Wir wollen in diesem Blogeintrag mit den häufigsten Missverständnissen aufräumen. Es gibt unseriöse Anbieter am Markt, die von Fehlinformationen profitieren – wir wollen jedoch aufgeklärte Kunden mit informierten Entscheidungen. Die meisten werden schon auf dubiose Angebote für LED Grow Lampen gestoßen sein – daher erübrigt es sich mit dem Finger auf einzelne Marktteilnehmer zu zeigen. Die meisten Leser werden wissen, welche Angebote hier gemeint sind.

Mythen und Legenden

Mythos 1: Lumen sind ein guter Vergleichswert

Was für Allgemeinbeleuchtung zutreffen mag, ist ein Mythos wenn es um Pflanzenlampen geht. Inzwischen wissen zum Glück die meisten, dass die SI-Einheit Lumen nach der Empfindlichkeit des menschlichen Auges gewichtet ist. Wenn man sich die V-Lambda Kurve ansieht, wird einem sofort klar, dass bei Lumenmessungen blaues und rotes Licht unterbewertet wird, während das grüne und gelbe Licht einen unfairen Vorsprung bekommt. Dabei sind für die Photosynthese alle Wellenlängen zwischen 400 und 700 nm relevant. Ein häufig erwähnter Merksatz auf Englisch lautet: Lumens are for humans!

PAR im Vergleich zu Lumen
Hellempfindlichkeitskurve (V-Lambda) im Vergleich zu PAR: Die Einheit Lumen bildet die Strahlungsleistung nach der Empfindlichkeit des menschlichen Auges ab. (Quelle: Wikipedia)

Mythos 2: PPFD zeigt die Effizienz der Pflanzenlampe

Die Verunsicherung um die geeigneten Vergleichswerte wird oft ausgenutzt. PPFD ist tatsächlich ein für Pflanzenbeleuchtung relevanter Wert. Er wird jedoch fälschlicherweise oft dafür verwendet, verschiedene Pflanzenlampen miteinander zu vergleichen. Jedoch ist PPFD in µmol/m²s eine Messeinheit, die für den Praxiseinsatz gedacht ist. Damit wird überprüft, wie gut eine Pflanzenlampe eine spezifische Anbaufläche ausleuchten kann – wobei nicht nur die Lichtquelle selbst ausschlaggebend ist. Insbesondere spielt die Installation (Höhe) und die Beschaffenheit des Raums (Anbaufläche, reflektierende Materialien etc.) eine große Rolle. Weil jeder anders misst und die meisten Hersteller bzw. Tester die Randbedingungen nur zum Teil offen legen, ist ein neutraler Vergleich faktisch unmöglich. Die Tendenz PPFD als Vergleichswert zu benutzen, ist verständlich. Nicht jeder Hersteller ist in der Lage, teure und aufwendige Tests in einer Ulbrichtkugel durchzuführen. Dazu ist es sehr verlockend, die eigenen Produkte durch Manipulation der Testumgebung in ein besseres Licht zu rücken oder die Vergleichbarkeit zu erschweren.

Mythos Pflanzenlampen 1
Nicht manipulationssicher: Wir testen die PPFD, um eine praxisnahe Vorstellung von der Ausleuchtung eines Raums zu bekommen. Der schwarze Boden absorbiert dabei einen Großteil des Lichts, ähnlich wie ein dichtes Blätterdach. Würde man einen reflektierenden Untergrund benutzen, wären die Werte deutlich höher.

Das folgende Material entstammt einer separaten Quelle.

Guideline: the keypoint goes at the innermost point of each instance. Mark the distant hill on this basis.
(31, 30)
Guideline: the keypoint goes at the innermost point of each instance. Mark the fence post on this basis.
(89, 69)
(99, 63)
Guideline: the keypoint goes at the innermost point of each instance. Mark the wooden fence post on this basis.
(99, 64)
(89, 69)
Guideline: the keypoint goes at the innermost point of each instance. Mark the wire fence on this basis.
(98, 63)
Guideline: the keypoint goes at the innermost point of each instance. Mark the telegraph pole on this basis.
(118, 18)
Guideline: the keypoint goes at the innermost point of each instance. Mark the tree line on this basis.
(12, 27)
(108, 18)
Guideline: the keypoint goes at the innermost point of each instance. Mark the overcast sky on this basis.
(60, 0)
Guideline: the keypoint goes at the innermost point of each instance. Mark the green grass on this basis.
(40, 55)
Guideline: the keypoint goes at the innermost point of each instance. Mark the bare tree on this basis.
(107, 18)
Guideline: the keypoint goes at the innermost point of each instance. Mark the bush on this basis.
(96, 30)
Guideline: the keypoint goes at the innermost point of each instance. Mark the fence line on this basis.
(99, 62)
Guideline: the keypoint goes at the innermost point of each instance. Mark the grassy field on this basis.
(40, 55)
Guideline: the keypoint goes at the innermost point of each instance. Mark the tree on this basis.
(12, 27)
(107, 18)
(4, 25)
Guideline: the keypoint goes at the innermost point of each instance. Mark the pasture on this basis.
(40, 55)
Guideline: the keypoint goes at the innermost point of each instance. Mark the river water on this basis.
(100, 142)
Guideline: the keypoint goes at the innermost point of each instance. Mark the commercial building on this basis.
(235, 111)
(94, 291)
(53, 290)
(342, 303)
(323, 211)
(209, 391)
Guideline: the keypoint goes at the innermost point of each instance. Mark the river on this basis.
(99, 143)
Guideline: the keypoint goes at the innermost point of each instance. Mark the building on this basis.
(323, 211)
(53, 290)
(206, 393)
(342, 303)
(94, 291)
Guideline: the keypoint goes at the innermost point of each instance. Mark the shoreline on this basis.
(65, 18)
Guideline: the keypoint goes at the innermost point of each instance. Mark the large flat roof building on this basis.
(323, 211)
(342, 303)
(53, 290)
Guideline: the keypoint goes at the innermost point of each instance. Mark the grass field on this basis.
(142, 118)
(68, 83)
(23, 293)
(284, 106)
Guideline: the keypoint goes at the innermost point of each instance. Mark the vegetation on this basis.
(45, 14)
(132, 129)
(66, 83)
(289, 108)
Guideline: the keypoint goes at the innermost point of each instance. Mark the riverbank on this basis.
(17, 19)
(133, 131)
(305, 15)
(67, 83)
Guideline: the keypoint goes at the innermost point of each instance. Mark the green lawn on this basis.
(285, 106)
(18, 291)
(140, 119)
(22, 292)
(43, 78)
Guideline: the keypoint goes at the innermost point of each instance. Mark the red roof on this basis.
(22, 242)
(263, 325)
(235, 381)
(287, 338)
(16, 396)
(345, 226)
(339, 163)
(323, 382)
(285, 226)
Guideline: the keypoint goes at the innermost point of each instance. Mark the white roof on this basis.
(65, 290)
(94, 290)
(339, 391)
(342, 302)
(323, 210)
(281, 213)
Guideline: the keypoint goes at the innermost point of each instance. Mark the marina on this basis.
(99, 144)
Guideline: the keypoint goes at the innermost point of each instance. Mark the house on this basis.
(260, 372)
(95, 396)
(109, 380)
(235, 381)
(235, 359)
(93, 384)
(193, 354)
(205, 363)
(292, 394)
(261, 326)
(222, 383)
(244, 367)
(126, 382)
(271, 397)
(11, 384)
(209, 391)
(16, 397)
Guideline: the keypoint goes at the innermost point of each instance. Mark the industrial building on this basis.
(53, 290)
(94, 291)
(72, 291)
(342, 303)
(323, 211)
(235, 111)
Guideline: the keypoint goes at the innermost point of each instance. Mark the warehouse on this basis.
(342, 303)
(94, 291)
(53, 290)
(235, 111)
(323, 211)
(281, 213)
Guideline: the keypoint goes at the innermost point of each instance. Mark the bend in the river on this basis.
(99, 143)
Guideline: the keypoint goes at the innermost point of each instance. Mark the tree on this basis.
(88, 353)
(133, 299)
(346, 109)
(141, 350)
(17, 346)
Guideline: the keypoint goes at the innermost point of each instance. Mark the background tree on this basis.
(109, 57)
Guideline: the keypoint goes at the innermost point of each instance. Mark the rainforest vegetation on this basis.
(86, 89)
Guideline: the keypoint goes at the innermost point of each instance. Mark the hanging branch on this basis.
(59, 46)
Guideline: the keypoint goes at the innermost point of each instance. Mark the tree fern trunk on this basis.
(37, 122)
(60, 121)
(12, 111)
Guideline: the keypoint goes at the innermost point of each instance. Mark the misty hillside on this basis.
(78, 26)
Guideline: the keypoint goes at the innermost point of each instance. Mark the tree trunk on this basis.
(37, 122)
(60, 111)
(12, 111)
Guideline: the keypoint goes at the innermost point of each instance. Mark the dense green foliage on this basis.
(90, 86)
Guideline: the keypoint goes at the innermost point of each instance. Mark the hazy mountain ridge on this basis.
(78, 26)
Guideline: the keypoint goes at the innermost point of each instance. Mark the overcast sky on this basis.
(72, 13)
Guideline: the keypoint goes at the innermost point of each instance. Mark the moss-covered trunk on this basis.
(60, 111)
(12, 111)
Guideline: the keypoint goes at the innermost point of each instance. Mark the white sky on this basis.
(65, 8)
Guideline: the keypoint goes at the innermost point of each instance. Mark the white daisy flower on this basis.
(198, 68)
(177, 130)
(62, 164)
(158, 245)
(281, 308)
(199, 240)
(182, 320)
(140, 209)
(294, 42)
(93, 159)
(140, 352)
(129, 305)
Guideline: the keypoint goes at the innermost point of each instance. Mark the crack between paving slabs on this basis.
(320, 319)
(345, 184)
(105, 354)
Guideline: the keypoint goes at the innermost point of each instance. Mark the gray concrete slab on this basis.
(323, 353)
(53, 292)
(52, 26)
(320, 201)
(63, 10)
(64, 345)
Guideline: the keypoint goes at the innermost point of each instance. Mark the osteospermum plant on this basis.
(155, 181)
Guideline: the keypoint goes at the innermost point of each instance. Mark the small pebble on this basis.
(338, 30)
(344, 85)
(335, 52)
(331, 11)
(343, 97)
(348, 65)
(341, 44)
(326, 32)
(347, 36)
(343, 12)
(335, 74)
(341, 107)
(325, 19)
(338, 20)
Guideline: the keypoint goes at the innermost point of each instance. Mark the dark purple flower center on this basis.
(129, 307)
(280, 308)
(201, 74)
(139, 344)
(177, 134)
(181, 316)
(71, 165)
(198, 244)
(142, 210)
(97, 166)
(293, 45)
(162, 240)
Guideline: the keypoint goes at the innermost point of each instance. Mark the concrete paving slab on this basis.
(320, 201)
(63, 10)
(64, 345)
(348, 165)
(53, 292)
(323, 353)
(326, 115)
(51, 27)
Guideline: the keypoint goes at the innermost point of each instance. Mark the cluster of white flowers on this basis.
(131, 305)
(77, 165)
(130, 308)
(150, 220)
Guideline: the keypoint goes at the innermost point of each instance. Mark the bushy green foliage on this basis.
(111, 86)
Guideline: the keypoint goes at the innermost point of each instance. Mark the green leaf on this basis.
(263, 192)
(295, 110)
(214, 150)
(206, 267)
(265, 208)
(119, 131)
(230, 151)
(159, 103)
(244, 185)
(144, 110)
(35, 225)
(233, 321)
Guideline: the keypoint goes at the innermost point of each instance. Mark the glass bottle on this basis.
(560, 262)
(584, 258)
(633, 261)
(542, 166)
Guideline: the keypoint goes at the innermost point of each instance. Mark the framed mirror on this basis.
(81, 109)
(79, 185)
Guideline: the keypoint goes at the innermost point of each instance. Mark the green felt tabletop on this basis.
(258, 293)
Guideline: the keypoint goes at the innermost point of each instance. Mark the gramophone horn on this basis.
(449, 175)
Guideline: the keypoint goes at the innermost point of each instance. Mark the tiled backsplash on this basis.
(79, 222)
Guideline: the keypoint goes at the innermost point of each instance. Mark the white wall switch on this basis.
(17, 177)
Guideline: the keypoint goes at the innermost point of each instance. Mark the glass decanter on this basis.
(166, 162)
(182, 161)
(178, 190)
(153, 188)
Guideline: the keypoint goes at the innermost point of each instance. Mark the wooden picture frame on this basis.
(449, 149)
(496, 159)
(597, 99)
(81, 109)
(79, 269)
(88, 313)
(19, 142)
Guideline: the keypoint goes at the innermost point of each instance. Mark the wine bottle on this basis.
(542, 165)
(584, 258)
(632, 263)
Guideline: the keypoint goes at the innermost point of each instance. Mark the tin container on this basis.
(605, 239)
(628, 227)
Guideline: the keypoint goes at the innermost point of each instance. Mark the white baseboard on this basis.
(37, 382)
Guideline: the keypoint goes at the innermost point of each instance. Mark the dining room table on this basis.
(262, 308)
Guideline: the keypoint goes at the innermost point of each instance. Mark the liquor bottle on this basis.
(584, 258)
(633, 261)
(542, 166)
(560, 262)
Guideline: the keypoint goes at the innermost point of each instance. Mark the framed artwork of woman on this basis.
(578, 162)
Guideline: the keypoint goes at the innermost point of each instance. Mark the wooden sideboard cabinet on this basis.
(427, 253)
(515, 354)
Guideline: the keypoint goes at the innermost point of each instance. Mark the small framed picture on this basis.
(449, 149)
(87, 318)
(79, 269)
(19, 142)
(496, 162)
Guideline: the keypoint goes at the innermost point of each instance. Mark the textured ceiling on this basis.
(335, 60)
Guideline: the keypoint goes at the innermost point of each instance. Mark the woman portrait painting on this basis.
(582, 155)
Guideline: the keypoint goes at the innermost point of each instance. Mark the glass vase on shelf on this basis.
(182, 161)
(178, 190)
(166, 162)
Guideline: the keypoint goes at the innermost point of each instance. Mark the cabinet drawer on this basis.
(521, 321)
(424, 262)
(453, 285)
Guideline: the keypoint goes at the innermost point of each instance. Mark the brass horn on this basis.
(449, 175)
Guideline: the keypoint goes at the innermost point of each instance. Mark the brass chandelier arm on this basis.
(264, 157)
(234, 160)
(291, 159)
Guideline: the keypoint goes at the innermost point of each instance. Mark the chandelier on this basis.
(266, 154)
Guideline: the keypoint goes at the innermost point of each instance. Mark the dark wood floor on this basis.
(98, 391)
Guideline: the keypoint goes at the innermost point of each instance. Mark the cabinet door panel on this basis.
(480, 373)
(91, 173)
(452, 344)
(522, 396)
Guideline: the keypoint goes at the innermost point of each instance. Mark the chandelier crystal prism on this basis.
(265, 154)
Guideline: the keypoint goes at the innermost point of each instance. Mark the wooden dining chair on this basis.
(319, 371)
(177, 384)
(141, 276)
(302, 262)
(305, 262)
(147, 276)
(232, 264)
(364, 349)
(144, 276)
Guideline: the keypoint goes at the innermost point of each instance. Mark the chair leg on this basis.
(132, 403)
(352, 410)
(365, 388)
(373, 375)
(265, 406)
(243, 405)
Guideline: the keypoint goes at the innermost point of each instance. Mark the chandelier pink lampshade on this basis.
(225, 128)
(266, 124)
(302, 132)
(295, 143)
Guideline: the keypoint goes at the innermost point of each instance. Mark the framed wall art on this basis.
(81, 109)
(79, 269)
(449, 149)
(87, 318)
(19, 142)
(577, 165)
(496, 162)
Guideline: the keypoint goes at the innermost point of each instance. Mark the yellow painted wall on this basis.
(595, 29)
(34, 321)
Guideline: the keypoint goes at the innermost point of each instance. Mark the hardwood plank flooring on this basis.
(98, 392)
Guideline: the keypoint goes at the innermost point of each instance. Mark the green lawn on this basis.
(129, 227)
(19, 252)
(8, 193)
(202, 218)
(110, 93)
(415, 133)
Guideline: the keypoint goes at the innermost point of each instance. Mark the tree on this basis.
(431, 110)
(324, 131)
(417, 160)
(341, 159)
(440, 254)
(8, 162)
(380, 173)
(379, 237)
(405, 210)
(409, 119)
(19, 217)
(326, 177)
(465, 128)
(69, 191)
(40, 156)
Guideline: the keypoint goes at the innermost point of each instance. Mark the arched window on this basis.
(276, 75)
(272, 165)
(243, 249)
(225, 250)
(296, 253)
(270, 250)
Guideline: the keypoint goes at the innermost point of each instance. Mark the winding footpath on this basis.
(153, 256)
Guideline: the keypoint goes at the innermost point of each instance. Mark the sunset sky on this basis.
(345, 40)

Mythos 3: Vollspektrum ist das einzig Wahre

Mythos Pflanzenlampen 2
Bei niedrigen Lichtintensitäten ist violettes Pflanzenlicht als Mischung aus blauem und roten Licht sinnvoll. Rote und blaue LEDs sind effizienter, weil keine Verluste durch eine Floureszenzbeschichtung entstehen, wie es bei weißen LEDs der Fall ist. (Bild: Wikipedia)

Nachdem das “Blurple”-Licht durch viele Billigprodukte in Verruf gerieten und weiße LEDs für die Allgemeinbeleuchtung immer effizienter wurden, hat sich ein Konsens ergeben: Weiße Vollspektrum Pflanzenlampen seien absolut überlegen.

Wie so oft bei Mythen steckt zwar ein Fünkchen Wahres dahinter – die ganze Geschichte ist allerdings differenzierter zu betrachten. Es gibt viele Studien und Theorien die sich gegenseitig widersprechen, da die Wirkung verschiedener Lichtspektren auf Pflanzen noch lange nicht ausreichend erforscht ist.

Was aber erwiesen ist: Rote und blaue Wellenlängen können durchaus genügen, um gesundes Pflanzenwachstum zu ermöglichen. Insbesondere bei niedrigen Intensitäten und bei einfachen Kultivaren, etwa Salatpflanzen, hat sich dieses Spektrum als vorteilhaft erwiesen, weil Licht in den roten und blauen Wellenlängen sehr einfach und effizient herzustellen ist.

Anders verhält es sich jedoch offenbar, wenn hohe Lichtintensitäten erforderlich sind, etwa im Blütestadium bei vielen Pflanzen. Eine Theorie besagt, dass die Chloroplasten an der Blattoberfläche dann zur Sättigung neigen und nur noch grünes Licht noch weit genug eindringt, um mehr Photosynthese zu ermöglichen. Ob man wirklich weißes Vollspektrum benötigt, hängt also von der Anwendung ab.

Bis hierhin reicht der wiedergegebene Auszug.